Ray was in no physical condition to get into another fight. Even if he got a drop on the car’s new resident, there was no guarantee he would have the upper hand.
Ready to put a fist through the window, Ray took a deep breath and two steps back. Remembering the candy bar he’d bought, he unwrapped it with shaking hands and dug into it, the first food he’d had since that morning. It wasn’t going to be good for his sensitive stomach, but he hoped the sugar rush would provide him with enough energy to send the squatter packing. He was so pissed off, he needed to find comfort in anything that might turn the day in his favor.
He sucked at the caramel stuck to his teeth as he made his way into the alley behind the restaurant. The residents of the surrounding apartments treated the alley like they’d never left the Shanghai slums. There was rotting detritus strewn about everywhere. Stained clothes and stinking trash overflowed in small narrows where garbage trucks didn’t fit and sanitation workers didn’t investigate. Ray pried an old two-by-four off the pile of a half-built shed, complete with a snarl of rusty nails. If he couldn’t best his new nemesis, at least he could give the fucker tetanus.
Ray whipped open the door of the Impala, the two-by-four raised over his head.
“Hey, fuckface. Find some other place to sleep.”
The figure didn’t stir.
“Hey!”
He kicked the sole of the man’s dirty bare foot.
Nothing.
Ray smiled. The drunk asshole fell asleep in the wrong spot, now he would wake up on the wet pavement.
He placed the two-by-four at his feet, careful to keep it within range if the guy came to, grabbed the drunk’s ankles, and yanked. The weight didn’t move easily and a load of old newspaper came along with him out onto the blacktop. The drunk’s bare feet slammed into the pavement with a force Ray was sure would rouse him awake, but no dice. Wanting to get more leverage, he grabbed the guy by the collar of his jacket and pulled, hoping to get him as far away from the car as possible. After a couple steps, his feet slipped from underneath him and he fell on his ass, the drunk’s head resting in his lap. It wasn’t until that moment that Ray noticed how loose the drunk’s neck was.

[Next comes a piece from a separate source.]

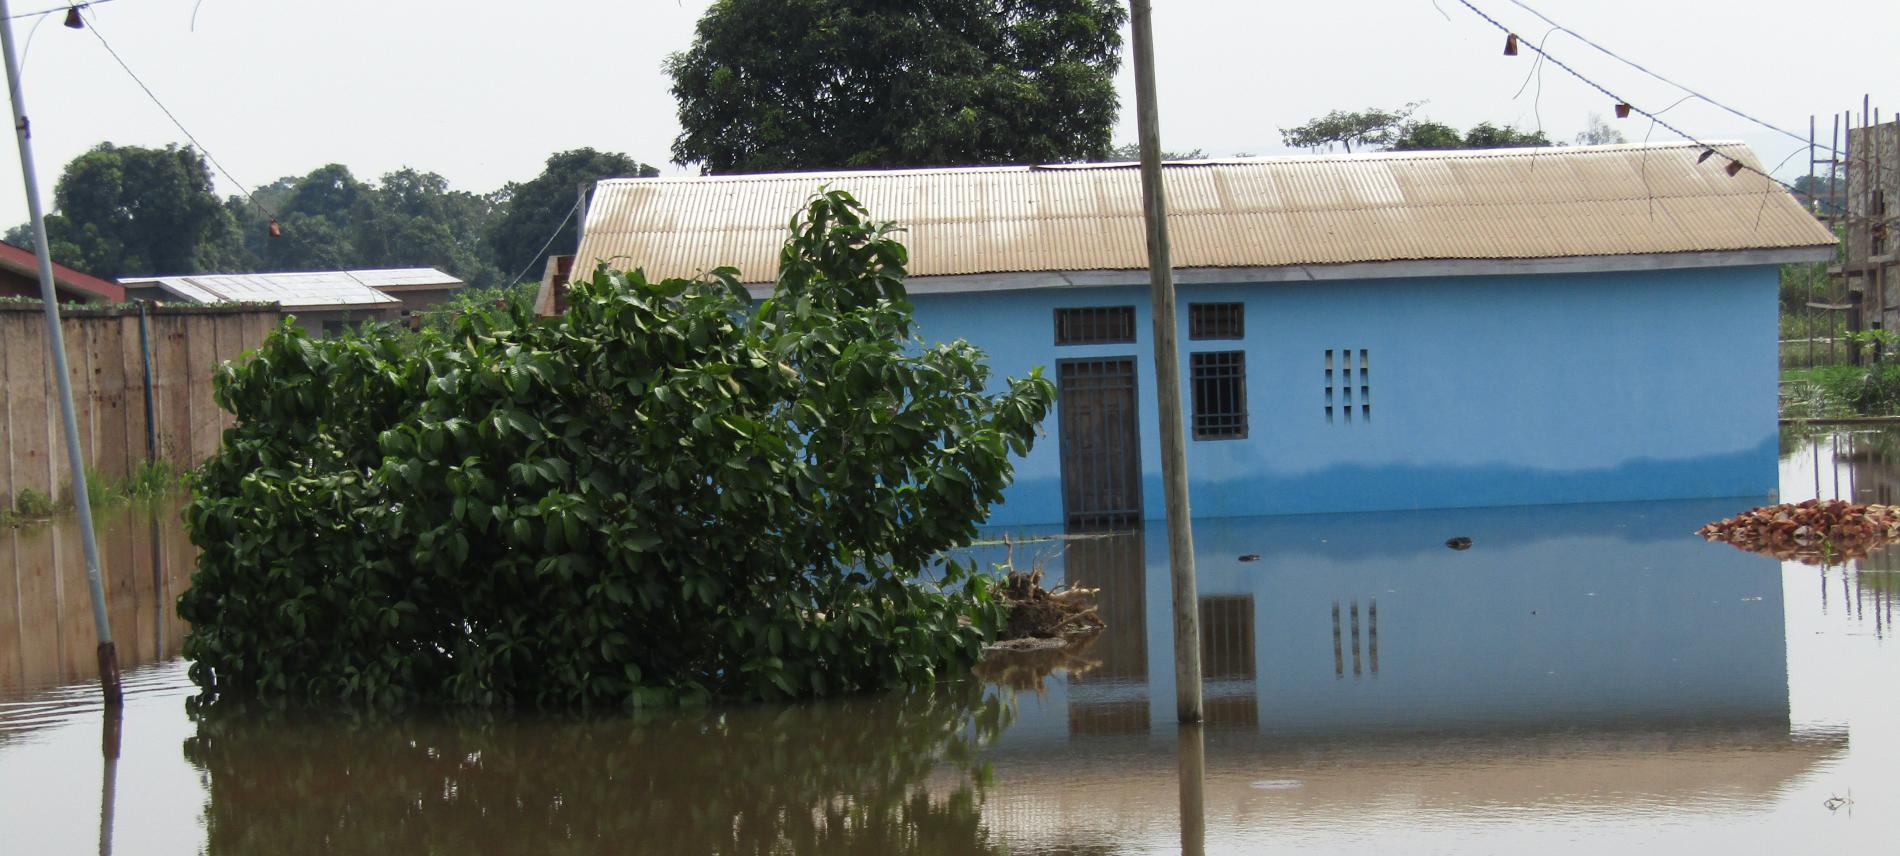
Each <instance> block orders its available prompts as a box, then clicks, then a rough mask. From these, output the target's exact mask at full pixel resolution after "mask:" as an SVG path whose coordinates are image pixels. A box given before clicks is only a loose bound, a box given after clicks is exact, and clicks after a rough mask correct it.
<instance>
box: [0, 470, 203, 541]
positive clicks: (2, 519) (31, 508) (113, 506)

The blinking neon sign highlighted the man’s face with a glow of pink and green. It didn’t matter how blitzed Ray got, he never passed out with his eyes open. And the red lines ringing the man’s throat were a sure sign he hadn’t died of natural causes.
“Fuck.”
Eyewitnesses tended to misremember things, but if he was lucky enough to get someone who saw him drag the body out of the car instead of being the one who put it there, there’d be a reason his fingerprints were speckled all over the victim’s jacket.

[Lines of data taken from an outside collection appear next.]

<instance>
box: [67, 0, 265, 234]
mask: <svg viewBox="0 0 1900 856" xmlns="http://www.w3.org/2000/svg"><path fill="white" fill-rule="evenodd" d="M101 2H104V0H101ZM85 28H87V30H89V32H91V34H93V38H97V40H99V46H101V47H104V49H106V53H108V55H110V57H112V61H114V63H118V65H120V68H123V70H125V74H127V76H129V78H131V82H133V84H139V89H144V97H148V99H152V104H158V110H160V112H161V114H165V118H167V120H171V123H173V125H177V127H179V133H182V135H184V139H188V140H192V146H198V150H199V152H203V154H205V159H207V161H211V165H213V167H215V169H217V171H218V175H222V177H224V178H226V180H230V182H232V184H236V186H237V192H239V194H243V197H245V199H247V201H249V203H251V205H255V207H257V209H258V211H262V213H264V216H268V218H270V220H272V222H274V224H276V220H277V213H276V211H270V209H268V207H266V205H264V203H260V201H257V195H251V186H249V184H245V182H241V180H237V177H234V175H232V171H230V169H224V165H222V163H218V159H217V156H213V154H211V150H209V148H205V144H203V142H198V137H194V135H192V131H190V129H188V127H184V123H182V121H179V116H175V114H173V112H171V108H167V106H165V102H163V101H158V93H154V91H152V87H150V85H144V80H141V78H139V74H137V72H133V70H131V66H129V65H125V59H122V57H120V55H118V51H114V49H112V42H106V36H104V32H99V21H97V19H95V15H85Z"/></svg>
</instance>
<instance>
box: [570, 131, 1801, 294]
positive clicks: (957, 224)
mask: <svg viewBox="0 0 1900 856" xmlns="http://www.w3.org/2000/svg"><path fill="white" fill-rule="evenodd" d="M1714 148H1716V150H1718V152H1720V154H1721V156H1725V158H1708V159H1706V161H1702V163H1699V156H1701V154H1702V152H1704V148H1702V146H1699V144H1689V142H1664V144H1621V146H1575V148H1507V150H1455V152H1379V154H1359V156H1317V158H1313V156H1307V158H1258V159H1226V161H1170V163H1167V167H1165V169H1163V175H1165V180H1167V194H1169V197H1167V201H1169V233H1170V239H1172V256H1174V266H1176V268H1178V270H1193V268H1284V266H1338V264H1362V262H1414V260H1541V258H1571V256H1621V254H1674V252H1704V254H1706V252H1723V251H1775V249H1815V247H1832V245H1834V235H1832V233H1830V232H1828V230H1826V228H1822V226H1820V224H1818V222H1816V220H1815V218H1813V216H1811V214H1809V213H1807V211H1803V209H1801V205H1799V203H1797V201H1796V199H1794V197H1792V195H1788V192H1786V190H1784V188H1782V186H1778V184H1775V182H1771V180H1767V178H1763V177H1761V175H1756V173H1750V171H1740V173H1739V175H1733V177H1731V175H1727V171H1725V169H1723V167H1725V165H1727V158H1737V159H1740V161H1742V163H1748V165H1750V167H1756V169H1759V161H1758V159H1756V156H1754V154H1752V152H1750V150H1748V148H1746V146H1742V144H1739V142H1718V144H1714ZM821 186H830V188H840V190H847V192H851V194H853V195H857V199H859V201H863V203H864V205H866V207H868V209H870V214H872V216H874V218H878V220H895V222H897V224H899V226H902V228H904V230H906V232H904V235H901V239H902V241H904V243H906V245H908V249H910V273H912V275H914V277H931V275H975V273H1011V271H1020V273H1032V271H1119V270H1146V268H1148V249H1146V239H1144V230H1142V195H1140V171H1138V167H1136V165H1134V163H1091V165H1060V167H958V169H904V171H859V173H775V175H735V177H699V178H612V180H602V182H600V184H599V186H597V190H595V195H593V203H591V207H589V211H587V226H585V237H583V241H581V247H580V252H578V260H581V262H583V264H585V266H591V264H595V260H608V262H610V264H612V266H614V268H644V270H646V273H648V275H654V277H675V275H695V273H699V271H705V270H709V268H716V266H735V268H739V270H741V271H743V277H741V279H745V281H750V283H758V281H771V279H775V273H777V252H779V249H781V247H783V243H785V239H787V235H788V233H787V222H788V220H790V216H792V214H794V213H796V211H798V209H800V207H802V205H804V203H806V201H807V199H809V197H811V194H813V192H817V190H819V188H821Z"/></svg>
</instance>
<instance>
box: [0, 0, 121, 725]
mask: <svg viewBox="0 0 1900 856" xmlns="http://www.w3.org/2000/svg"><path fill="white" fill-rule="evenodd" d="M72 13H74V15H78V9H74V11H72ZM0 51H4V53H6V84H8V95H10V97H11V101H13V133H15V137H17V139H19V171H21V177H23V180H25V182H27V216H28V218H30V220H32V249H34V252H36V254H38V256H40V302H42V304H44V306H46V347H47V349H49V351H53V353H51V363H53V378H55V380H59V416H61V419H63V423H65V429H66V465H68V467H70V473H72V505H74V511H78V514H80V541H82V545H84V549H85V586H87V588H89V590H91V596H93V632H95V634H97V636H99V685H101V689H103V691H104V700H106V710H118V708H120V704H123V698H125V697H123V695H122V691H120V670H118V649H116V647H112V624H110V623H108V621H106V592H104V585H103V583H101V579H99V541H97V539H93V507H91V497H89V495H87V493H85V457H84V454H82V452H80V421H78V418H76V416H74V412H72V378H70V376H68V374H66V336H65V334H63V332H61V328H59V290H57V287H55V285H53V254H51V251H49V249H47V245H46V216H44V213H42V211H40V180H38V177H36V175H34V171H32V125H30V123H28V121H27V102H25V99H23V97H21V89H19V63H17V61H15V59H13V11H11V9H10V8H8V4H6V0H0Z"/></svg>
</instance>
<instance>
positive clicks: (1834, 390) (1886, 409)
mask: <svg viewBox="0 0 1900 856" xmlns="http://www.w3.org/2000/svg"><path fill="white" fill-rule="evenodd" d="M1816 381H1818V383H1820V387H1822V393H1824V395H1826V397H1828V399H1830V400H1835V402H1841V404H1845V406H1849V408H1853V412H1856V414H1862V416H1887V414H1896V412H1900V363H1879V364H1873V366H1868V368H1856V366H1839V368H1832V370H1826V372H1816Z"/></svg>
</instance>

He pushed the body off his lap and got back to his feet. He looked around to see if there was anyone in the area. The street was empty.
If he left the body out in the rain, it would be discovered right away. If not that night, then first thing in the morning. By that time, the rain would’ve washed away most of the evidence of Ray’s tampering, but it would also wash away any evidence of whoever had actually killed the guy.

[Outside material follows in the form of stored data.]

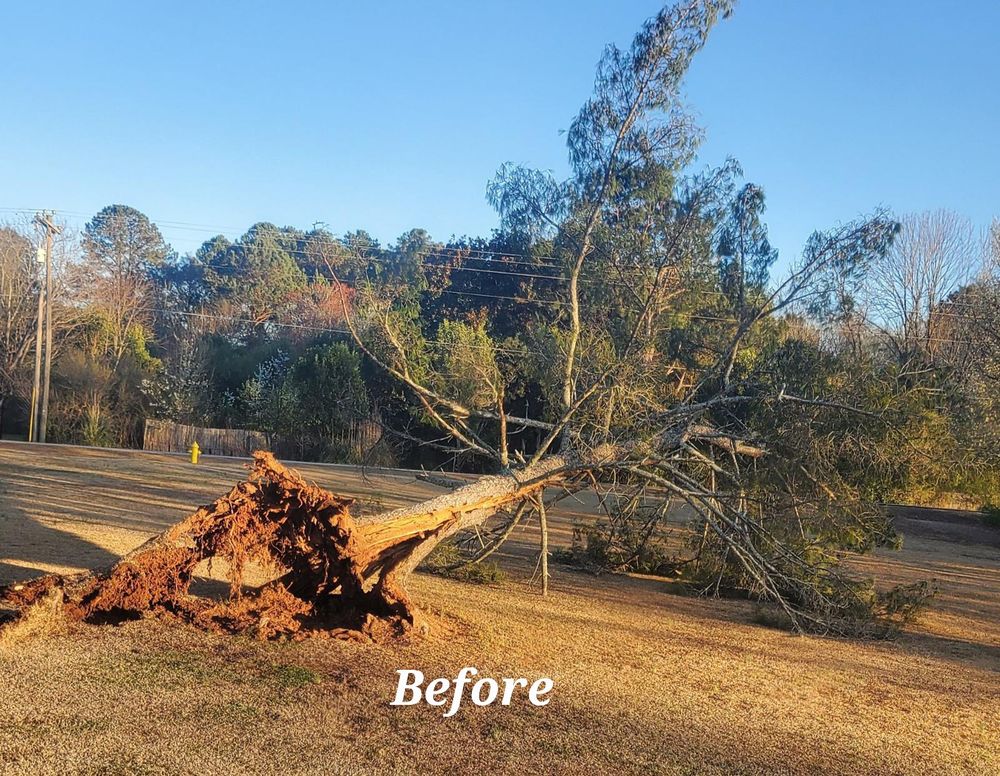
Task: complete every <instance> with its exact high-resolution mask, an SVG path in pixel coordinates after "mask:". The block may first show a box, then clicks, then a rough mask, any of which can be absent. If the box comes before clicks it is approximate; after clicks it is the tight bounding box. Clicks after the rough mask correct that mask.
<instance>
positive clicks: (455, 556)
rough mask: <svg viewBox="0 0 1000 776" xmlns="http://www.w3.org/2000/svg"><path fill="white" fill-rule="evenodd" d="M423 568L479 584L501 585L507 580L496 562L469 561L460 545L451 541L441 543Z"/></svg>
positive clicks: (433, 572)
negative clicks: (462, 551)
mask: <svg viewBox="0 0 1000 776" xmlns="http://www.w3.org/2000/svg"><path fill="white" fill-rule="evenodd" d="M421 568H423V569H424V570H426V571H428V572H430V573H431V574H437V575H438V576H442V577H448V578H449V579H457V580H459V581H461V582H472V583H475V584H479V585H499V584H502V583H503V582H505V581H507V575H506V573H505V572H504V571H503V570H502V569H501V568H500V567H499V566H498V565H497V564H496V563H494V562H493V561H480V562H478V563H467V562H466V561H465V558H464V556H463V555H462V553H461V552H460V551H459V549H458V547H456V546H455V545H454V544H450V543H444V544H439V545H438V546H437V547H436V548H435V549H434V551H433V552H432V553H431V554H430V555H428V556H427V559H426V560H425V561H424V563H423V565H422V566H421Z"/></svg>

He decided his best bet would be to get the body back into the car, preserving anything that hadn’t already been washed away, then he’d call it in. He’d spent enough time trying to avoid police interference to know calling them wasn’t always the best course of action. Then again, he was more likely to get a fair shake if he called in the body. The murderer only called the police in the plots of those cheap novels shelved across from the toilet paper in the supermarket.
Ray put his hands under the man’s armpits. He noticed the suit coat was well-tailored, raindrops beading on the shiny wool. If the guy had been breathing, Ray might’ve thought to take it as a toll for occupying his squat, a warm coat to match his new pants. The sleeves bunched up as he dragged the heavy corpse and he caught the faint outline of a tattoo on the dead man’s forearm. Whoever this guy was, he wasn’t in Ray’s social circle.
A flash of rotating red and blue halted his movement. He dropped the body and placed his hands over his head.
There was a new sinking feeling in his stomach and it had nothing to do with what he’d eaten.